La réforme de la prise en charge des personnes âgées dépendantes entrera en vigueur en 2011, a annoncé François Fillon

Le Premier ministre a annoncé mardi que le gouvernement apporterait un "soutien financier", notamment sous la forme de dotation, aux départements "en situation de difficulté urgente" en raison de l'augmentation des dépenses sociales qui leur incombent.La réforme sera votée avant fin 2010 et "opérationnelle" en 2011, a précisé François Fillon.

Le Premier ministre a annoncé mardi que le gouvernement apporterait un "soutien financier", notamment sous la forme de dotation, aux départements "en situation de difficulté urgente" en raison de l'augmentation des dépenses sociales qui leur incombent.

La réforme sera votée avant fin 2010 et "opérationnelle" en 2011, a précisé François Fillon.

Le Premier ministre a cependant précisé que ces "efforts" devraient se faire dans le cadre du gel des dotations de l'Etat aux collectivités locales. Il n'a pas convaincu l'Assemblée des départements de France (ADF), majoritairement à gauche, pour qui les propositions du gouvernement ne sont "pas à la hauteur" de la crise qu'ils traversent.

La réforme de la dépendance - un "cinquième risque" de la protection sociale à côté des branches maladie, vieillesse, famille et accidents du travail- a été promise par Nicolas Sarkozy.

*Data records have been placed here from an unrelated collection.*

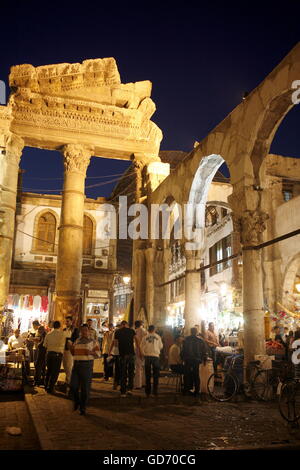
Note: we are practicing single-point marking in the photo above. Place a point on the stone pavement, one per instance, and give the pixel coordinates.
(169, 422)
(14, 412)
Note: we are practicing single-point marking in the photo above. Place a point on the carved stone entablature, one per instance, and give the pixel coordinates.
(13, 146)
(76, 158)
(51, 105)
(5, 120)
(252, 226)
(64, 77)
(215, 228)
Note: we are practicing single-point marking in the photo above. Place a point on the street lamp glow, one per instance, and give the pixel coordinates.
(126, 279)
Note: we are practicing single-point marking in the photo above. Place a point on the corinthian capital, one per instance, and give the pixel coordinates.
(14, 146)
(252, 225)
(76, 158)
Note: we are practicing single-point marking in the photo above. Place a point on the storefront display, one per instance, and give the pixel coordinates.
(175, 314)
(22, 310)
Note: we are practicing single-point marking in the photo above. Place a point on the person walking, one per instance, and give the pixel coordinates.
(125, 338)
(213, 342)
(114, 352)
(175, 361)
(106, 344)
(71, 333)
(31, 343)
(84, 350)
(40, 365)
(151, 345)
(54, 342)
(193, 354)
(92, 332)
(139, 361)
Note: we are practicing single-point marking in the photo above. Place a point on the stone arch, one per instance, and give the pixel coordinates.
(92, 220)
(289, 279)
(35, 248)
(195, 211)
(271, 119)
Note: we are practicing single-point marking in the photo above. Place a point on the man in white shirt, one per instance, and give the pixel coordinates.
(15, 341)
(139, 361)
(71, 334)
(174, 359)
(55, 344)
(151, 346)
(92, 332)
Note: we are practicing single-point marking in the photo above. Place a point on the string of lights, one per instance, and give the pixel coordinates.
(53, 243)
(103, 183)
(61, 177)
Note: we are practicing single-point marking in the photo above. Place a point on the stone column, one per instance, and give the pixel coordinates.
(149, 295)
(9, 168)
(69, 259)
(111, 306)
(192, 290)
(252, 226)
(139, 280)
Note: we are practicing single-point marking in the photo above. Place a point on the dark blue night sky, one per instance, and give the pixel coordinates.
(200, 60)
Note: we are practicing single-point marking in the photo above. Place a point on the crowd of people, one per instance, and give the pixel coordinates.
(285, 338)
(132, 357)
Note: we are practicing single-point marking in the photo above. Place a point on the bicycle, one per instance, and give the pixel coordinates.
(268, 382)
(289, 398)
(224, 384)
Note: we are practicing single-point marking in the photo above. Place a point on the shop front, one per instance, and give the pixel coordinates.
(24, 305)
(96, 307)
(175, 314)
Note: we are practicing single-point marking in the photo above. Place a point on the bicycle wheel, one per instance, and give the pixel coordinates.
(264, 385)
(289, 401)
(222, 385)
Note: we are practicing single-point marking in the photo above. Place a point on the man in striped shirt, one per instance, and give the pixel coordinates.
(84, 350)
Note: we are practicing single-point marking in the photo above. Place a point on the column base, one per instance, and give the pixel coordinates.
(65, 306)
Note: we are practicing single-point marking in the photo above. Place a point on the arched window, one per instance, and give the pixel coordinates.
(46, 231)
(87, 242)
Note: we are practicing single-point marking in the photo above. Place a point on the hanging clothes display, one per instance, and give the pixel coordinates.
(30, 302)
(37, 300)
(16, 300)
(44, 306)
(25, 308)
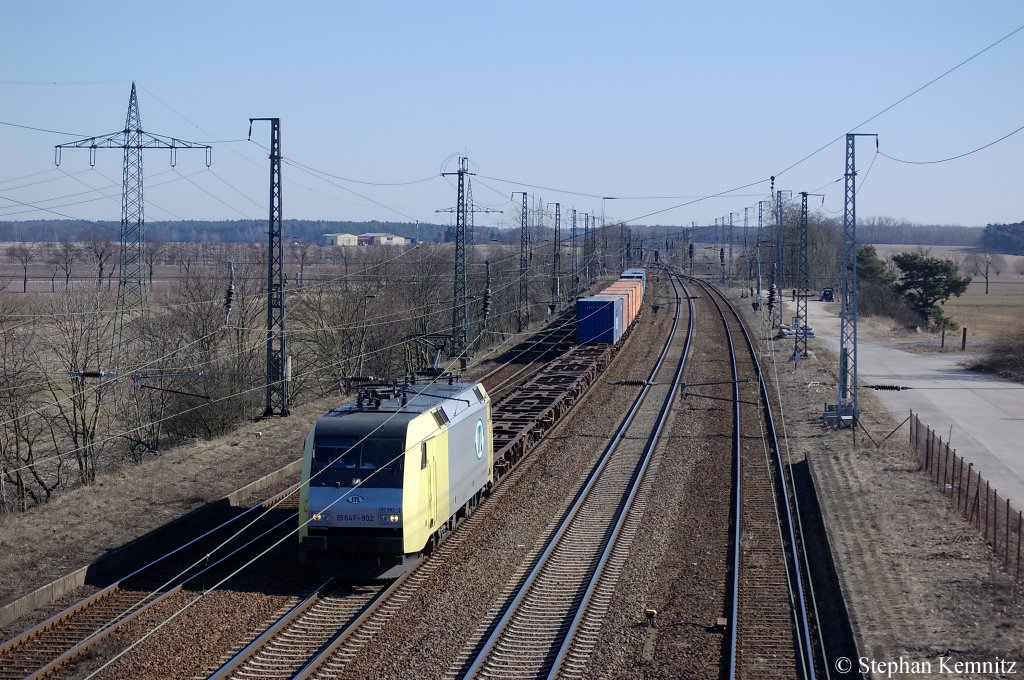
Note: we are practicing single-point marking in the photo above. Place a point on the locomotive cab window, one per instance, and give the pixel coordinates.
(356, 461)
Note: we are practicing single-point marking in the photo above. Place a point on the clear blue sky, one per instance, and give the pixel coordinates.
(626, 99)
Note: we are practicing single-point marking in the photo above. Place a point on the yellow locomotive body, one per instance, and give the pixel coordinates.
(386, 476)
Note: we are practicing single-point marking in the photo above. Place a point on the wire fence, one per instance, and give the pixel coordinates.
(996, 518)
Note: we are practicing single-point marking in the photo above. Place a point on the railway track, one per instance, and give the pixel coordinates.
(532, 631)
(549, 387)
(527, 357)
(285, 648)
(540, 402)
(46, 647)
(769, 629)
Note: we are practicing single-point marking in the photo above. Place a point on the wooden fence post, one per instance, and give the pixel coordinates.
(1020, 519)
(960, 481)
(945, 469)
(1006, 540)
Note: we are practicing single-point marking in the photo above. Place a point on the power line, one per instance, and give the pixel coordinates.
(903, 98)
(958, 156)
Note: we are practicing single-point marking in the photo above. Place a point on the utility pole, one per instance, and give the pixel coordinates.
(847, 411)
(276, 378)
(460, 317)
(779, 258)
(523, 266)
(573, 258)
(803, 284)
(556, 261)
(760, 240)
(132, 297)
(747, 250)
(778, 275)
(730, 249)
(587, 247)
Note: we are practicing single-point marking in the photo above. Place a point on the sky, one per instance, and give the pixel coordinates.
(567, 100)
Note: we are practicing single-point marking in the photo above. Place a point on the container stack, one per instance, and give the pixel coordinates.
(604, 317)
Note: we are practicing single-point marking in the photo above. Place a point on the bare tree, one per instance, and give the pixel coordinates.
(79, 342)
(99, 245)
(24, 424)
(302, 252)
(24, 254)
(984, 263)
(64, 257)
(155, 249)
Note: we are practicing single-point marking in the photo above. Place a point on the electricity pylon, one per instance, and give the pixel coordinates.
(276, 356)
(132, 299)
(847, 411)
(523, 266)
(803, 283)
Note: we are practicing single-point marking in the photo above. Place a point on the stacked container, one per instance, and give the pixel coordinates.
(603, 319)
(637, 272)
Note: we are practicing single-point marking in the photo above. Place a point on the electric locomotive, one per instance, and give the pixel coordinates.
(386, 476)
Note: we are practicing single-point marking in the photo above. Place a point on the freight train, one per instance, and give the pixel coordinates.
(385, 477)
(604, 317)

Selon François Fillon, elle aura pour effet d'alléger la charge des départements. Une annonce qu'il a faite à l'issue d'une réunion à Matignon avec la Commission exécutive de l'ADF.

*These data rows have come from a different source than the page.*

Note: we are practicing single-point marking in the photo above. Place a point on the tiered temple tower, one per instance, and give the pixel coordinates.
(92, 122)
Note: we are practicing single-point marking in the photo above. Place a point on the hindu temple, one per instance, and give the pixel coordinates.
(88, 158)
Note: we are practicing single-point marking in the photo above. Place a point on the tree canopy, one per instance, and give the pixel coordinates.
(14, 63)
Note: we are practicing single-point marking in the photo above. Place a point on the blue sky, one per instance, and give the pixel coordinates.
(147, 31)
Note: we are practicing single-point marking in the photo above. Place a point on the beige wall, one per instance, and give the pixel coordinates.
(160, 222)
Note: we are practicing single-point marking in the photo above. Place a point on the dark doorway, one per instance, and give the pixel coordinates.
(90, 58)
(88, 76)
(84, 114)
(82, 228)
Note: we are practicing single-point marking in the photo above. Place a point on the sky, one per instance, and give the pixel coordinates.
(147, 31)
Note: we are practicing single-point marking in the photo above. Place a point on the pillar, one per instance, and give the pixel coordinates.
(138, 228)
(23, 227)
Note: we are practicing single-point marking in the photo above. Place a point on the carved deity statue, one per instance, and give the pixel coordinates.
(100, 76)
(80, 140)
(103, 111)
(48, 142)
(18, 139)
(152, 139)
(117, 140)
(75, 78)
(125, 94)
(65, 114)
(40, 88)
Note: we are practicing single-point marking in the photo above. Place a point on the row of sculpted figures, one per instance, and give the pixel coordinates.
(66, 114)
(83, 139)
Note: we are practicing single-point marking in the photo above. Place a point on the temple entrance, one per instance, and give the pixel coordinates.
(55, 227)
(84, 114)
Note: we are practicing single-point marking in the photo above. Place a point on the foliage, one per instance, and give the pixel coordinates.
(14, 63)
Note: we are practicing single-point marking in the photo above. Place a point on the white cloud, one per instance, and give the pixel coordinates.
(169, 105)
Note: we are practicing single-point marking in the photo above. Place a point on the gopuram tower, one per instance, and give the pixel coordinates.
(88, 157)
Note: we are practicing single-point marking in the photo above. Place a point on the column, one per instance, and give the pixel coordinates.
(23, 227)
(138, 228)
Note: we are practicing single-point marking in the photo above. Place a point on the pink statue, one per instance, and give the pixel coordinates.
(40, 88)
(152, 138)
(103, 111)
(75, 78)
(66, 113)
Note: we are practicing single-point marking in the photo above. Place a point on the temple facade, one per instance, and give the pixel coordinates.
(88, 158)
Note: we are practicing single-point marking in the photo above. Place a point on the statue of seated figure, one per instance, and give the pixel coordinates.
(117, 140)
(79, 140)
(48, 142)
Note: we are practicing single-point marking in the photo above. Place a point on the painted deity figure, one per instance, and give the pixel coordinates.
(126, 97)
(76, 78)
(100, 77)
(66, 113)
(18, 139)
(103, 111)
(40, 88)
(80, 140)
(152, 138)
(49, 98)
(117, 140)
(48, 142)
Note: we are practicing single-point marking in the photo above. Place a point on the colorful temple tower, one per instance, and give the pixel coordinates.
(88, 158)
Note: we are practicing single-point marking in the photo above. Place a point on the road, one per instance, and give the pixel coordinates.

Avec la crise économique, certains départements ont vu leurs recettes baisser (principalement droits de mutation) et leurs dépenses sociales exploser, notamment l'Allocation personnalisée d'autonomie (APA).

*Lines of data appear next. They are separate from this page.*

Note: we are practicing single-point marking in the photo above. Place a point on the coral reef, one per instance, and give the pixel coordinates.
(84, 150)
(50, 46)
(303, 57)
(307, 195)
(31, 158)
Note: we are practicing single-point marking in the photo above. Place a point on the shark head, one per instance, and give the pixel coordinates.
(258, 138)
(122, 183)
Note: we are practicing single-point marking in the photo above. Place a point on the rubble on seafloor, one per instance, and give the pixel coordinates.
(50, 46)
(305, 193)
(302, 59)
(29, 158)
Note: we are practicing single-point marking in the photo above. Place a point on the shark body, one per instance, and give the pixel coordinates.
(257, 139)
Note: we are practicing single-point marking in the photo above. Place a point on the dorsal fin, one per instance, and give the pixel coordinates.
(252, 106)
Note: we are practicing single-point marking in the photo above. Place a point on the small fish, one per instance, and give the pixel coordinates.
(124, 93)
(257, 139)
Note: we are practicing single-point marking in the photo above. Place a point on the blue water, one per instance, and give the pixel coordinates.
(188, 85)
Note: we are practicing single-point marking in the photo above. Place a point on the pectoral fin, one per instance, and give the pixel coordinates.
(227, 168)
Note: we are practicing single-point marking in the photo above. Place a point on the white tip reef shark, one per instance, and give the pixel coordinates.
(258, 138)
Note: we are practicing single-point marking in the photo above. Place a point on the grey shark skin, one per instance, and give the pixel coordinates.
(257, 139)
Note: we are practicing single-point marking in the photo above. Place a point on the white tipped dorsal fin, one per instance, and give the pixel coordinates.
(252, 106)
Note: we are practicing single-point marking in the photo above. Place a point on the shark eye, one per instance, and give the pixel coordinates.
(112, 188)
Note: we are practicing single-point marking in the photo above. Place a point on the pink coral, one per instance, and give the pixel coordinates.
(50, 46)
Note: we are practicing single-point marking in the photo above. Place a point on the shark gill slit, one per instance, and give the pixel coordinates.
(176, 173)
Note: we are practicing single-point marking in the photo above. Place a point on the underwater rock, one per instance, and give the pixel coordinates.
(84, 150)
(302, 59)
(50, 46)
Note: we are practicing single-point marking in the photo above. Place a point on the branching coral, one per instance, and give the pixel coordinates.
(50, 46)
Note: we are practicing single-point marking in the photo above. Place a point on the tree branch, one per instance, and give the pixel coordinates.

Selon l'ADF, le déficit lié au versement par les départements des prestations APA, Revenu de solidarité active (RSA) et Allocation handicapée, atteint 5,5 milliards d'euros.

Plusieurs départements réclament une remise à plat de leur mode de financement. Beaucoup d'élus départementaux ont aussi protesté récemment contre des transferts de charges non compensés par l'Etat. La Seine-Saint-Denis, dirigé par le socialiste Claude Bartolone, a ainsi voté un budget en déséquilibre, ce qu'interdit la loi.

Dans l'immédiat, le chef du gouvernement a annoncé pour une dizaine de départements "en situation de difficulté urgente" - qui auraient du mal à boucler leur budget d'ici la fin de l'année - la mise en place d'"une mission d'appui" et la signature de "contrats de stabilisation".